Il Giappone è altamente esposto alla guerra in corso perché manca di risorse naturali come petrolio e gas naturale. Il paese importa infatti la maggior parte della sua energia dal Medio Oriente, dove l'Iran ha bloccato lo Stretto di Hormuz.

Pertanto è probabile che l'economia giapponese resti sotto pressione nei prossimi mesi, con l'inflazione in aumento che spingerà i costi di produzione significativamente più in alto.

La guerra probabilmente spingerà il Giappone verso la stagflazione, un periodo caratterizzato da alta inflazione e crescita economica lenta. La stagflazione è una delle peggiori condizioni economiche poiché rende difficile la reazione della banca centrale.

In una stagflazione, l'aumento dei tassi d'interesse per contrastare l'inflazione spesso porta a una crescita economica lenta. D'altro canto, il taglio dei tassi per stimolare la crescita economica spesso induce a un'inflazione più elevata. 

Il rally del dollaro continua tra le scommesse sul bene rifugio

Il tasso USD/JPY è salito a causa dell'impennata del dollaro USA, diventato un bene rifugio. I dati mostrano che l'US Dollar Index (DXY) è salito a $100 per la prima volta quest'anno.
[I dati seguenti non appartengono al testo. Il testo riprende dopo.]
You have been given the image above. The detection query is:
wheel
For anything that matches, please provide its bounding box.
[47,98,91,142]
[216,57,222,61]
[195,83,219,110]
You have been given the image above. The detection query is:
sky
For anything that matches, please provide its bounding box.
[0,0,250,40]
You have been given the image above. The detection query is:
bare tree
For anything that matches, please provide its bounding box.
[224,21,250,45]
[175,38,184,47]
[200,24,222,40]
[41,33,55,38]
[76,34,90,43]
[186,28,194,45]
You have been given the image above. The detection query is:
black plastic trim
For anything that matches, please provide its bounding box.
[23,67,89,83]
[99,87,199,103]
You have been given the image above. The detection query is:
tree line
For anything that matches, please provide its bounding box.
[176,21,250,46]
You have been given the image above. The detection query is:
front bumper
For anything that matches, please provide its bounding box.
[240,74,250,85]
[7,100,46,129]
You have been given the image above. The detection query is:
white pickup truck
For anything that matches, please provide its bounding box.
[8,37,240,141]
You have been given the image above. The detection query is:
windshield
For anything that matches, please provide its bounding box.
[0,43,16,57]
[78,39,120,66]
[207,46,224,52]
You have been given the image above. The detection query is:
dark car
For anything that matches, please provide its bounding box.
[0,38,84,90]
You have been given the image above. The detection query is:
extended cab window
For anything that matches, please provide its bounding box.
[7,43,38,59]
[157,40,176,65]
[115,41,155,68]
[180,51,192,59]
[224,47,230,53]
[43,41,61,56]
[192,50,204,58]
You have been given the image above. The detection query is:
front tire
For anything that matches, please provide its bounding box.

Il dollaro ha riconquistato lo status di bene rifugio nel contesto della guerra in Iran. Ciò è dovuto in parte alla crescente speranza che la Federal Reserve manterrà un tono più restrittivo nonostante il rischio di stagflazione.

Un rapporto pubblicato la scorsa settimana ha mostrato che il mercato del lavoro statunitense si è deteriorato il mese scorso. Ha perso oltre 92.000 posti di lavoro a febbraio, peggio della stima mediana di oltre 50k. 

Allo stesso tempo, si prevede che l'inflazione rimanga su livelli elevati quest'anno, dato che i prezzi dell'energia sono aumentati di oltre il 50% questo mese. L'aumento dei prezzi dell'energia normalmente porta a prezzi più alti a tutti i livelli.

Pertanto, il prossimo rapporto sul Personal Consumption Expenditure (PCE) non avrà grande rilevanza. Gli economisti si aspettano che il report mostri che il PCE headline sia salito del 2.9% a gennaio.

Analisi tecnica USD/JPY

USD/JPY

Grafico USD/JPY | Fonte: TradingView

Il grafico giornaliero mostra che il tasso USD/JPY è rimbalzato nelle ultime settimane. È rimbalzato dopo aver formato un doppio minimo a 152.21 e una neckline a 157.5, suo punto più alto a febbraio di quest'anno.

La coppia è rimasta sopra tutte le medie mobili. È inoltre balzata brevemente al di sopra del livello chiave di resistenza a 159.40, il precedente massimo da inizio anno. 

La coppia resta al di sopra delle Exponential Moving Averages (EMA) a 50 e 100 giorni. Inoltre, il Relative Strength Index (RSI) si sta avvicinando al livello di ipercomprato.

Pertanto, la via di minor resistenza è al rialzo, con il prossimo obiettivo chiave a 160, seguito dal livello psicologico a 161.